The 12th Division was an infantry division of the United States Army, active in 1918–1919. Established at Camp Devens, Massachusetts, the division's training was interrupted by the World War I armistice, and the division was later disbanded.

==History==

The 12th Division was part of a group of six divisions (9th-14th) that the War Department directed to be formed in mid-1918 from troops of the Regular Army augmented by draftees. It was anticipated that the divisions' training would take four months, to be completed by the end of November 1918.

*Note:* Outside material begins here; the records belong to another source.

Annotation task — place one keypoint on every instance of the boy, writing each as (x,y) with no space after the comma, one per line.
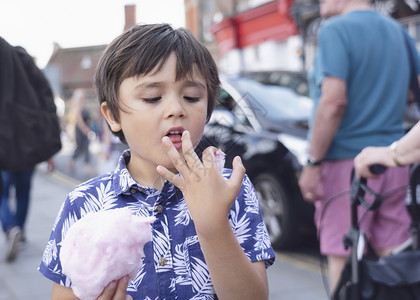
(157,87)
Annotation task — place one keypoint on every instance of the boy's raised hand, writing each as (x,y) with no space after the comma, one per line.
(208,194)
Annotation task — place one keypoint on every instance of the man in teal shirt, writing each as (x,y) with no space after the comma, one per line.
(359,84)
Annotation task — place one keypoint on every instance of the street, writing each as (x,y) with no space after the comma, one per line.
(294,276)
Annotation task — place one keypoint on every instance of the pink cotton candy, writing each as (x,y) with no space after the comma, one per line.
(220,159)
(102,247)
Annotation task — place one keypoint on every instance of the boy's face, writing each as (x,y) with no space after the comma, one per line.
(155,106)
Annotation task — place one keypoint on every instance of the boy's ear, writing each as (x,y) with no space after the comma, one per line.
(106,112)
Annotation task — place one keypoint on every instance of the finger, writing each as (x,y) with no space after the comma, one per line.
(238,173)
(121,291)
(174,156)
(190,156)
(209,159)
(108,291)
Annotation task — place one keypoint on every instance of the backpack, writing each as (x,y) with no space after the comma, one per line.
(29,125)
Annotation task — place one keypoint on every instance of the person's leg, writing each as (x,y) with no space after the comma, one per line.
(23,188)
(335,267)
(333,215)
(7,217)
(391,225)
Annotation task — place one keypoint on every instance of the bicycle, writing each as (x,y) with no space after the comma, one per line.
(368,277)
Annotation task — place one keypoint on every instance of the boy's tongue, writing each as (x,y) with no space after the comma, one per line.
(176,140)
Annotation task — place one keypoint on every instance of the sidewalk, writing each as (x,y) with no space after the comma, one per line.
(289,278)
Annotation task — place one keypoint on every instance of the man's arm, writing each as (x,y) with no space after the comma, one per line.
(328,116)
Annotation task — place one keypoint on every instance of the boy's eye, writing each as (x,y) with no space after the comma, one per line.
(152,100)
(192,99)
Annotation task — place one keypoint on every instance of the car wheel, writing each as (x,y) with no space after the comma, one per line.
(276,210)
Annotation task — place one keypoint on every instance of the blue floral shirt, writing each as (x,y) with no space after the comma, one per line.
(174,265)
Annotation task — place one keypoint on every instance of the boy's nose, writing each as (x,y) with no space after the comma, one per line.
(175,107)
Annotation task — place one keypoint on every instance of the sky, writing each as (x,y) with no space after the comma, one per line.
(37,24)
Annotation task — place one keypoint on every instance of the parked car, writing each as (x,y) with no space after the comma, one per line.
(267,126)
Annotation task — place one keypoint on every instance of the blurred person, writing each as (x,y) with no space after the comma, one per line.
(359,81)
(16,188)
(112,149)
(82,131)
(30,135)
(403,152)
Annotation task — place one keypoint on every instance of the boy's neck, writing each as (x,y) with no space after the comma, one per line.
(145,177)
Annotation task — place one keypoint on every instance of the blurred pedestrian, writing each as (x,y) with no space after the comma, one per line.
(16,189)
(82,130)
(360,82)
(30,135)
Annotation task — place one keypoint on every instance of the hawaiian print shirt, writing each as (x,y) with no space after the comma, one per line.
(174,265)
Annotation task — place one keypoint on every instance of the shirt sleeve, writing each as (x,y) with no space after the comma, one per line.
(333,53)
(50,265)
(248,225)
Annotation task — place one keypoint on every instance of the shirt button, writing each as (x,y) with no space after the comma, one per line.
(162,261)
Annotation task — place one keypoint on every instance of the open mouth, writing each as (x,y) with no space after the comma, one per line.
(176,138)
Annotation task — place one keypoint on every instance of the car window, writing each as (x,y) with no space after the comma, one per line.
(227,102)
(275,103)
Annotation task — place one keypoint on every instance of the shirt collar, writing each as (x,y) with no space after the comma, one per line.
(123,182)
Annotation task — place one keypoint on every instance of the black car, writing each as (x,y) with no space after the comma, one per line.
(267,126)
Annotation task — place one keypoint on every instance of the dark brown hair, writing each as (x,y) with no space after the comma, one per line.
(139,50)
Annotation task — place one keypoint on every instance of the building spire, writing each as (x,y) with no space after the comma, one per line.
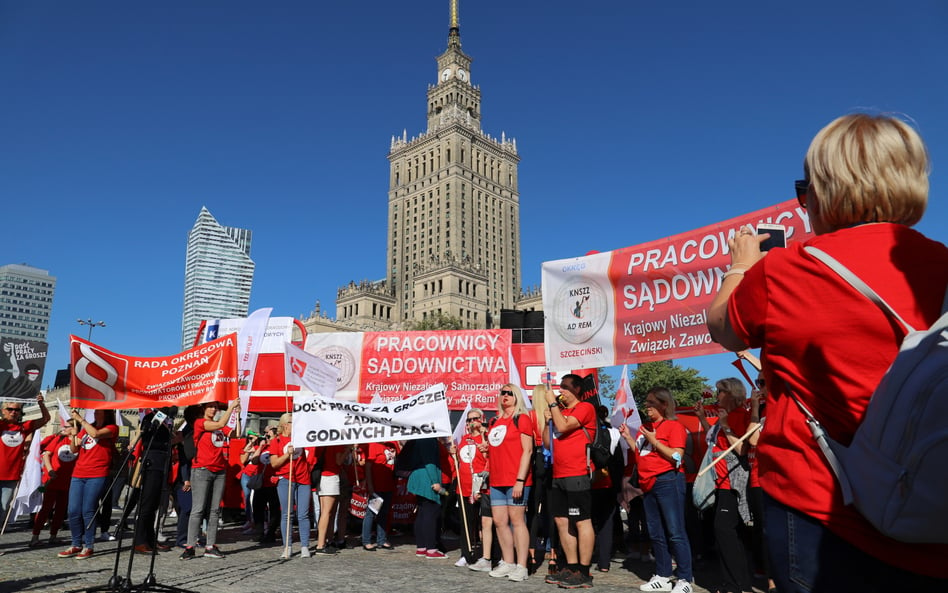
(454,32)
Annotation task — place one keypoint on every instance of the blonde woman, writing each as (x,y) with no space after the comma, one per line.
(295,484)
(511,447)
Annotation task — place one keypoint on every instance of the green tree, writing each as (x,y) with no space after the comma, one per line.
(685,383)
(437,321)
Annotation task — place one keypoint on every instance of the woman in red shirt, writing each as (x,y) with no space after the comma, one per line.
(659,448)
(58,461)
(95,445)
(865,185)
(511,447)
(292,485)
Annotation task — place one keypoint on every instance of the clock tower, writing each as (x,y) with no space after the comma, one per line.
(453,215)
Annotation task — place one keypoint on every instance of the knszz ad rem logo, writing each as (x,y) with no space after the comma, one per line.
(580,310)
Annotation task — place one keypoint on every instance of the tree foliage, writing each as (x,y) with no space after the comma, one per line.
(437,321)
(685,383)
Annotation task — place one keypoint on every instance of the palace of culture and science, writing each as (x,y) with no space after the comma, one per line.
(453,218)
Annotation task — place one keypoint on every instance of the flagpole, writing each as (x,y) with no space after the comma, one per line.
(12,504)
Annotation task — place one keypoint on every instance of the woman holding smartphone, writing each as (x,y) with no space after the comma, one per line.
(659,447)
(511,449)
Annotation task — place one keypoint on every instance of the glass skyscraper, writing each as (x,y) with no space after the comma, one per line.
(218,274)
(26,300)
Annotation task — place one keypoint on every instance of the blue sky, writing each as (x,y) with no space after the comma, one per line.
(634,121)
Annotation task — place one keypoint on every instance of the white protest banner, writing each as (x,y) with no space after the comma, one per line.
(648,302)
(320,421)
(312,372)
(29,499)
(250,338)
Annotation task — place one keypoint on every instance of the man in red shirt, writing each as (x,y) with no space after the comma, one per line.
(13,433)
(571,501)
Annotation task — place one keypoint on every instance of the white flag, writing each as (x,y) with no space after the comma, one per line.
(515,379)
(249,339)
(461,428)
(28,498)
(310,371)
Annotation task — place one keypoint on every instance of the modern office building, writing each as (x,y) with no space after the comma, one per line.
(26,300)
(453,214)
(218,274)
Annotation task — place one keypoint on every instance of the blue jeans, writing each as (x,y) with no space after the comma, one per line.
(205,485)
(301,494)
(83,498)
(806,557)
(665,517)
(380,521)
(245,488)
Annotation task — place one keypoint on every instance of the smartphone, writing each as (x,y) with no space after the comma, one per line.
(778,236)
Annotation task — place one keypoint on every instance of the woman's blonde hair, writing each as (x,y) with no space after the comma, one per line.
(665,396)
(868,168)
(520,407)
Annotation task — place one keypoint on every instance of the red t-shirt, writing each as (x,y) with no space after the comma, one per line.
(12,441)
(569,450)
(301,465)
(470,461)
(651,463)
(329,455)
(210,447)
(61,458)
(506,449)
(737,421)
(95,455)
(381,456)
(832,345)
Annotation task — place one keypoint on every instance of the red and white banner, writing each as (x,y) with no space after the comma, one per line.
(472,364)
(105,380)
(647,302)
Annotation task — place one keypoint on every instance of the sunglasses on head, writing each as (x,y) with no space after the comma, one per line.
(801,187)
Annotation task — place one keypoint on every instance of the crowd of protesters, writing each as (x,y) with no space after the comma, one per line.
(522,489)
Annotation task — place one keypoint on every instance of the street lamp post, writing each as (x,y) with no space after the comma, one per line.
(91,325)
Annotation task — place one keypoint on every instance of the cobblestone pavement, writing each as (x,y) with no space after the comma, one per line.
(250,567)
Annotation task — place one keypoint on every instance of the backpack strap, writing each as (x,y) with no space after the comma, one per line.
(857,283)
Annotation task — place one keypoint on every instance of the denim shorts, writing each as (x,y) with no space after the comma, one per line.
(503,497)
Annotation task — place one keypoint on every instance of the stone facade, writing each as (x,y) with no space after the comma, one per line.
(453,217)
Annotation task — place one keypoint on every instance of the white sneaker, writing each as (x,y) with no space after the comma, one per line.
(518,574)
(482,565)
(503,569)
(657,583)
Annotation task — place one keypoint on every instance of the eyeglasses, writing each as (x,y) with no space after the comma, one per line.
(801,187)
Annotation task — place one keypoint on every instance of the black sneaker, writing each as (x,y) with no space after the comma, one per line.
(556,575)
(576,580)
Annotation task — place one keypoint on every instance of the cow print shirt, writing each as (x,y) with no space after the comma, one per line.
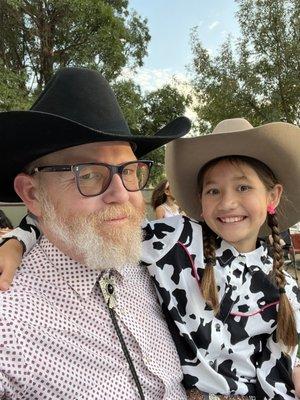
(234,352)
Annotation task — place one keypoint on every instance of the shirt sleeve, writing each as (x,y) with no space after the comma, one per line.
(27,233)
(274,370)
(13,367)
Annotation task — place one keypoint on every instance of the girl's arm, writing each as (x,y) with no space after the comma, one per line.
(296,377)
(12,247)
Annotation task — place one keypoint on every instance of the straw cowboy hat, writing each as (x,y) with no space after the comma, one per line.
(276,144)
(76,107)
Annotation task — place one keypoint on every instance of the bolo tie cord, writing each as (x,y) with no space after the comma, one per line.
(107,289)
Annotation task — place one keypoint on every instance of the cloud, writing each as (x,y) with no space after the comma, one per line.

On 9 July 1918, the War Department ordered the organization of the 12th Division at Camp Devens. The division began forming on 12 July. The 36th Infantry and 42d Infantry were ordered to Camp Devens in the latter part of July to become part of the division; the 42nd Infantry had been assigned to the division on 5 July 1918. Cadres of non-commissioned officers and privates was taken from each of the two existing regiments and assigned to the new 73rd Infantry and 74th, both war-raised National Army units consisting mostly of draftees from the Northeastern United States, as a nucleus. The 12th Field Artillery Brigade, which was to become the divisional artillery, was organized and trained at Camp McClellan, Alabama, but never actually joined the division at Camp Devens before its disbandment. It consisted of the 34th, 35th, and 36th Field Artillery Regiments and a trench mortar battery. By 1 September 1918 the training of the division for overseas service was well under way. Only after the Armistice of 11 November 1918 did orders arrive for the demobilization

of the division. By 31 January 1919, all non-Regular commissioned and enlisted personnel had been discharged. Major General Henry P. McCain commanded this division from the time of its organization until it was demobilized. Interim commanders included George L. Byroade, Almon L. Parmerter, and John E. Woodward. McCain remained in command of Camp Devens after the division was disestablished.

== Organization ==

- 23rd Infantry Brigade
  - 35th Infantry Regiment
  - 43rd Infantry Regiment
  - 35th Machine Gun Battalion
- 24th Infantry Brigade
  - 42d Infantry Regiment
  - 74th Infantry Regiment
  - 36th Machine Gun Battalion
- 12th Field Artillery Brigade
  - 34th Field Artillery Regiment
  - 35th Field Artillery Regiment
  - 36th Field Artillery Regiment
- Headquarters
  - 34th Machine Gun Battalion
  - 212th Engineers
  - 212th Field Signal Battalion
  - Division Trains

==Post World War II==
From 1946 to 1947 the Philippine Division was re-designated the 12th Infantry Division.